Puxou-me pelo braço e mostrou a voz silente e que mais fala existente no aparente vazio dos campos santos, ou seja lá o nome que hoje se dá aos lugares onde descansam os mortos – todos predecessores e sósias de nós mesmos, dizia, agarrado ao meu braço vestido pelo meu paletó azul.

Veja, amigo, é aqui agora onde mais ando. Tenho encontrado tanta gente neste lugar sinistro para uns, para mim amável – que não mais via há tempo que nem minha ainda boa memória se lembrava. Ora um, outro, e outra mais ali à frente e eis que são tantos e tantas cujas recordações povoam a minha mente, a tal ponto e tamanha intensidade, que basta sentir o vezo sombrio da tristeza e ponho-me em passos lépidos para cá – fugindo da fatuidade, ingratidão, deslealdade e indiferença dos dias presentes – e antes, mas antes mesmo, que queiram trazer-me pra cá embalado no sono que nunca se acaba, como diz você, com suas caturrices, venho de pés próprios – sentir a brisa adornada de saudade que encanta os meus pensamentos mais felizes.

Antes cá do que ali, com essa gente cuja falsidade retina em sinos replicantes, chorando por quem não mais cá existe e esquecendo e sepultando em vida, tal o enterro do Amontillado, os que desta banda estão, sabe lá Deus como e até quando, inumados em vidas deleitosamente esquecidas aos sabores desumanos de quem só conhece e por isso desfralda, as bandeiras pútridas de cores cinzentas de indiferentes e infensas vontades e solertes ambições.

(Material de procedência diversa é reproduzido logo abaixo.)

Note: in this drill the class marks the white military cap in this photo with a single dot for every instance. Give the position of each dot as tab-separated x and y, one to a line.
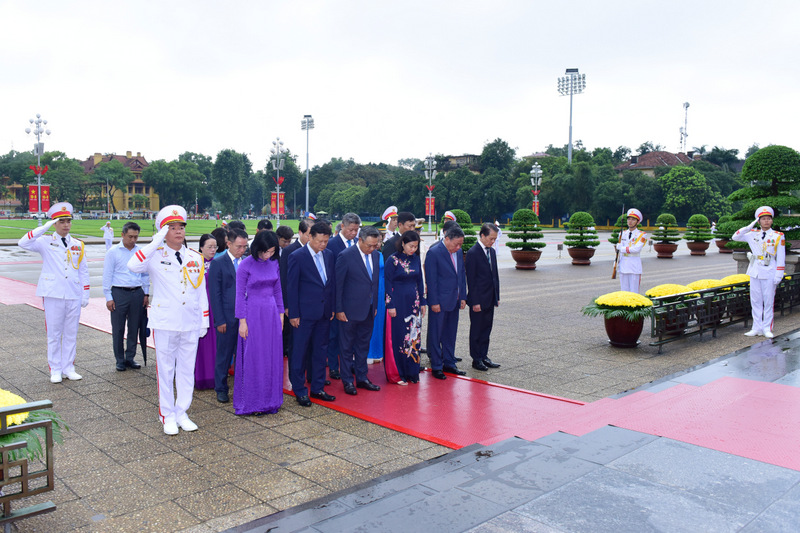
60	210
170	214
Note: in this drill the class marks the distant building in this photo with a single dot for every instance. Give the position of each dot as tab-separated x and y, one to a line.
138	196
648	162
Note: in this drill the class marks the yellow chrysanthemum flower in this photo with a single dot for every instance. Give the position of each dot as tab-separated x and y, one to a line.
623	299
735	278
702	284
667	289
9	398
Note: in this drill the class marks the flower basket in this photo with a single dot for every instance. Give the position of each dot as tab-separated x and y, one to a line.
624	313
524	229
581	238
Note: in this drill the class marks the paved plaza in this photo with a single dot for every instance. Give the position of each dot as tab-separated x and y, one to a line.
117	471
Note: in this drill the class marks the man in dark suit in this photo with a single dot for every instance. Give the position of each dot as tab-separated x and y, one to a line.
483	286
405	222
310	293
357	277
447	295
222	296
303	236
346	238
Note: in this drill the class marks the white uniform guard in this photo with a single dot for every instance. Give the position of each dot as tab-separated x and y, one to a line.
766	270
63	286
178	316
629	265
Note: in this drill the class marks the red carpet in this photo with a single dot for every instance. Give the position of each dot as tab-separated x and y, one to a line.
743	417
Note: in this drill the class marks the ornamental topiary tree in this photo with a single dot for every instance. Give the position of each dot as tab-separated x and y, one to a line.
698	229
579	235
525	227
769	175
622	223
666	229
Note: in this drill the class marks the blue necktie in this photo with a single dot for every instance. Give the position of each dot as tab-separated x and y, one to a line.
321	270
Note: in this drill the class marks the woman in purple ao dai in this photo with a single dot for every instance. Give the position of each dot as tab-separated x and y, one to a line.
258	379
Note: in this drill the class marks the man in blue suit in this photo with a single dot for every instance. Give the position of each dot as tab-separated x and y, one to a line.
222	292
357	277
310	293
447	295
343	240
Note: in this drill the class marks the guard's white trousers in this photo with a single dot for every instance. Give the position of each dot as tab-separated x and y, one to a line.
630	282
762	300
176	352
61	320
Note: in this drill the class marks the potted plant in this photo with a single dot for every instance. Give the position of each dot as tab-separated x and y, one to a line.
698	233
666	236
623	313
723	234
581	238
523	229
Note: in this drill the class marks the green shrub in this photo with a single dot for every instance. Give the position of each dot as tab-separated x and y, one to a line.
524	228
666	229
579	235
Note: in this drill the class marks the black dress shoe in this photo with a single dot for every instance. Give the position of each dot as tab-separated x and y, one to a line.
324	396
367	384
478	365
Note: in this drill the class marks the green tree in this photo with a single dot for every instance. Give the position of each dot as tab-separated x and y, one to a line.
116	175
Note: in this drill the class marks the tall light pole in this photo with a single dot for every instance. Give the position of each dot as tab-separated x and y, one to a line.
278	160
38	149
536	176
307	124
572	83
430	174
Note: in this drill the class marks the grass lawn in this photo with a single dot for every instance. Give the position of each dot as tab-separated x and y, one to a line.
15	228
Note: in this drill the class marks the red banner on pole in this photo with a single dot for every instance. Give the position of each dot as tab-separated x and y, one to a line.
45	198
429	206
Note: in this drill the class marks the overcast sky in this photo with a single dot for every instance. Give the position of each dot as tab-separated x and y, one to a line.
389	80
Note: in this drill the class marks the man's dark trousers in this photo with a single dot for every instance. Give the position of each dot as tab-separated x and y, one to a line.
128	307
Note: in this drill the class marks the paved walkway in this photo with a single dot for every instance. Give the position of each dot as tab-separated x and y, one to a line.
117	471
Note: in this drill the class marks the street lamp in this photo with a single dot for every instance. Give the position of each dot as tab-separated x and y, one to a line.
307	124
38	150
536	177
430	174
572	83
278	160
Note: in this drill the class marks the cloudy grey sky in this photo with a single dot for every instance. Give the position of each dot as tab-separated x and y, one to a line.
388	80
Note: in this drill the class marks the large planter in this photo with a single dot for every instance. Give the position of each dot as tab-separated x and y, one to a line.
665	249
581	256
622	333
698	247
721	245
526	259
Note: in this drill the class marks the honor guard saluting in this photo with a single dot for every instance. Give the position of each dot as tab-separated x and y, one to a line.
178	313
63	286
390	217
766	269
629	247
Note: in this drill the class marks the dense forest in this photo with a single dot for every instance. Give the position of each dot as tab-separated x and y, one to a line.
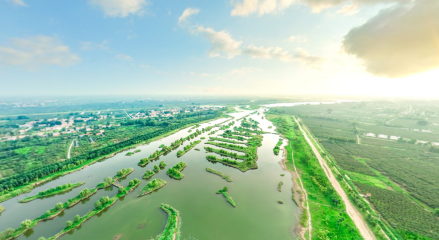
38	173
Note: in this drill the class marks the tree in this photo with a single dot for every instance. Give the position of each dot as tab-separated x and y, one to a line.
98	204
69	224
6	233
108	181
26	223
59	206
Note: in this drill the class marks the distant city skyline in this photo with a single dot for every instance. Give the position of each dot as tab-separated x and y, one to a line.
242	47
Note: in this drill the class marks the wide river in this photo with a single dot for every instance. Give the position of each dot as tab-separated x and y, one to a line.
205	215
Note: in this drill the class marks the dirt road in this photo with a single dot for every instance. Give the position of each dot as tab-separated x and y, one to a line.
356	217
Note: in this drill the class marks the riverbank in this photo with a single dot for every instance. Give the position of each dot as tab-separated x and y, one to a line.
86	162
224	176
52	191
152	186
326	207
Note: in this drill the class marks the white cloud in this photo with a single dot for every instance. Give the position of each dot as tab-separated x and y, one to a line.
222	43
244	70
399	41
348	9
18	2
247	7
123	57
270	52
89	46
37	51
212	89
201	74
307	59
120	8
186	13
298	39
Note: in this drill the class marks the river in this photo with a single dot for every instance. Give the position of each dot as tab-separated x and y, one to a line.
205	215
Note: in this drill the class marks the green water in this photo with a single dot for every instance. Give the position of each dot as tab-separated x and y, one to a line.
205	215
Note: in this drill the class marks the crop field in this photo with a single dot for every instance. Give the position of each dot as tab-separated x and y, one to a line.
401	175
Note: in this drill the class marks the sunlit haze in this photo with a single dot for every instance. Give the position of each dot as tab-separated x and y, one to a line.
387	48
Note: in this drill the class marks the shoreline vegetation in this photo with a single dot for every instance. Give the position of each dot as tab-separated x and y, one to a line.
52	191
99	206
132	153
277	147
327	221
148	174
165	150
175	171
14	186
246	132
279	186
227	196
224	176
187	148
152	186
173	224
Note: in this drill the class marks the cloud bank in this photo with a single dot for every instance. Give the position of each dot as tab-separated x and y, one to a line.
399	41
36	51
223	45
120	8
187	13
261	7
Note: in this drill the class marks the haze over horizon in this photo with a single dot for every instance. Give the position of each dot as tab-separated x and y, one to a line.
244	47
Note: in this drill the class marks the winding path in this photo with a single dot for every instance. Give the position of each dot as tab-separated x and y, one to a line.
356	217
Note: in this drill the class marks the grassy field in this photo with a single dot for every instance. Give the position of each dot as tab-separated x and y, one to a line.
329	220
400	176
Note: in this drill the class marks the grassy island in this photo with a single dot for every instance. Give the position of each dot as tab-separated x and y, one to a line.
148	174
144	161
175	171
227	196
99	206
249	159
162	164
277	147
52	191
224	176
187	148
132	153
152	186
172	227
279	186
16	185
123	173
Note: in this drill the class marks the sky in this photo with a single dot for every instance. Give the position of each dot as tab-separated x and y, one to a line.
240	47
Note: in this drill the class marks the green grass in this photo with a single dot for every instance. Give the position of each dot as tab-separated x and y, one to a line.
52	191
279	186
175	171
224	176
172	227
152	186
227	196
328	221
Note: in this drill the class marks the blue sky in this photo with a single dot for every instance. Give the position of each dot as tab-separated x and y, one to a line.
254	47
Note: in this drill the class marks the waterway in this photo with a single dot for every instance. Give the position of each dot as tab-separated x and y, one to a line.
205	215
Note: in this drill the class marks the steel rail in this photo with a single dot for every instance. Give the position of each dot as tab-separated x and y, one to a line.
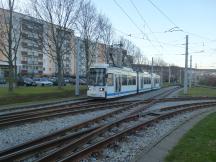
97	146
74	145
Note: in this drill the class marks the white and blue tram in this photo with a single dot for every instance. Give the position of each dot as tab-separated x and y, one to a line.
111	82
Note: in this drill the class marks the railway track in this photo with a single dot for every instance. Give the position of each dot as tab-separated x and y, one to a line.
85	141
86	124
63	137
36	114
106	135
71	109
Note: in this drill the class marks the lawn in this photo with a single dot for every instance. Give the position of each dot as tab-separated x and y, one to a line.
200	91
198	145
31	94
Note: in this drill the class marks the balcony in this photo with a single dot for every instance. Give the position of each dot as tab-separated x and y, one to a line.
23	62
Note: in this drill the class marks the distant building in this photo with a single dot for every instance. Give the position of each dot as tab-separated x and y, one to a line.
31	56
33	60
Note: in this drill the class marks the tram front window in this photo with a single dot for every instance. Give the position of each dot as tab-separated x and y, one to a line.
97	77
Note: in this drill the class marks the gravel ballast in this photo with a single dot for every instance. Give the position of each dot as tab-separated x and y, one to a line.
15	135
132	145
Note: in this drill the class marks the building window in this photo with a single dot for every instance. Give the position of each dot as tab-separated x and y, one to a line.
124	79
110	80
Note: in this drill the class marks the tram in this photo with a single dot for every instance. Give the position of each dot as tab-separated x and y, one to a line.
110	82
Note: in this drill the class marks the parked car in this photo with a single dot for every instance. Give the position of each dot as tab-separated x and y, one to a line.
55	82
2	81
25	82
43	82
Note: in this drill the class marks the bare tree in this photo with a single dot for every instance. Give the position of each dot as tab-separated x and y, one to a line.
106	36
88	26
10	32
59	17
139	58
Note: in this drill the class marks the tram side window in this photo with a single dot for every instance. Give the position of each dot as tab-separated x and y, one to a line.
124	79
130	80
134	80
110	79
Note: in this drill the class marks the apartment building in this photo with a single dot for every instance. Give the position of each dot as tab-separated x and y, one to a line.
32	56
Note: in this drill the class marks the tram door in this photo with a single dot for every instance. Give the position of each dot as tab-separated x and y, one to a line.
117	83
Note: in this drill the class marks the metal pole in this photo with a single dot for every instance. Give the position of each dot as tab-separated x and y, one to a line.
186	66
169	74
77	92
190	79
161	76
196	75
152	73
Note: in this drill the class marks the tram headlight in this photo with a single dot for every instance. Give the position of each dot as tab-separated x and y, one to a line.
101	89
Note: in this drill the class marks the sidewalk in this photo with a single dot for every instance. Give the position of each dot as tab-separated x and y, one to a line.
158	151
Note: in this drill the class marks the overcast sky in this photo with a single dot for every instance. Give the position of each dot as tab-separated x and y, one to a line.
197	17
148	27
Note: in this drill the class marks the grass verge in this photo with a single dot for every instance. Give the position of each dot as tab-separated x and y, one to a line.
198	145
200	91
31	94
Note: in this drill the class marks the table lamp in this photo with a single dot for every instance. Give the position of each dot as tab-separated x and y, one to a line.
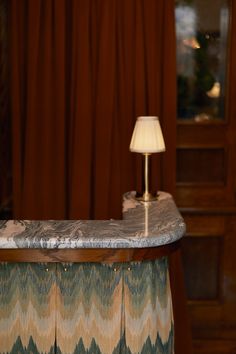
147	139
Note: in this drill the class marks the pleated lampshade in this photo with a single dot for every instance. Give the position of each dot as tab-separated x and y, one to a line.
147	136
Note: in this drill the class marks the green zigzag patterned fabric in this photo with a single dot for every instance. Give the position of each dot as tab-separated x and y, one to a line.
86	308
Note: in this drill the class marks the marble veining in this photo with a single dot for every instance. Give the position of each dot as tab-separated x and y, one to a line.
143	225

O que fez você nesses tempos?

Ficou em casa, casmurrando com seus livros, vendo filmes e documentários insípidos, inebriado por vinho e mesa, música e histórias fantásticas contadas e recontadas em estórias mais, fervendo o quengo por desvendar os mistérios sobre os quais o humano jamais conseguirá – pondo em forma velhos hábitos transmudados em costumes por tantas quadras que lhe conheço, murmurando preces silenciosas e dando à alma o direito de vagar sozinha, tranquila e silenciosa, pelos ares desembaçados também por nuvens líquidas – aquelas que nós gostamos.

Quem mais você viu?

Eu, caro amigo, não vi ninguém exceto aqueles dormentes na placidez dos meus sonos, talvez alguns outros poucos mais chegados à contagem dos dedos da mão esquerda – ou outros que se foram, arrebatados pelas sandices de remédios de carpir piolhos e lêndeas, as sobrancelhas e cílios brancos de pó, os cabelos tingidos pelo véu inamovível da insensatez, as mãos largadas, cruzadas e hirtas, em cima de corações que não batem mais, nem baterão, sem a reverência dos dobres dos sinos que deveriam dobrar por eles, por ti e por todos – mas que hoje estão enferrujados pela cólera indissipada refeita pelo serpentear de seres viandantes entre nós, cuja torpe e soez existência somente foi-nos apercebida quando o grunhido da fera que os lidera tirou-os dos sórdidos orifícios em que habitavam na abjeta existência – fora da Natureza.

Bati no ombro dele, suspirei e fomos tomar uma carraspana: não tinha o que responder, nem dizer.

Avante porque somente DEUS é grande.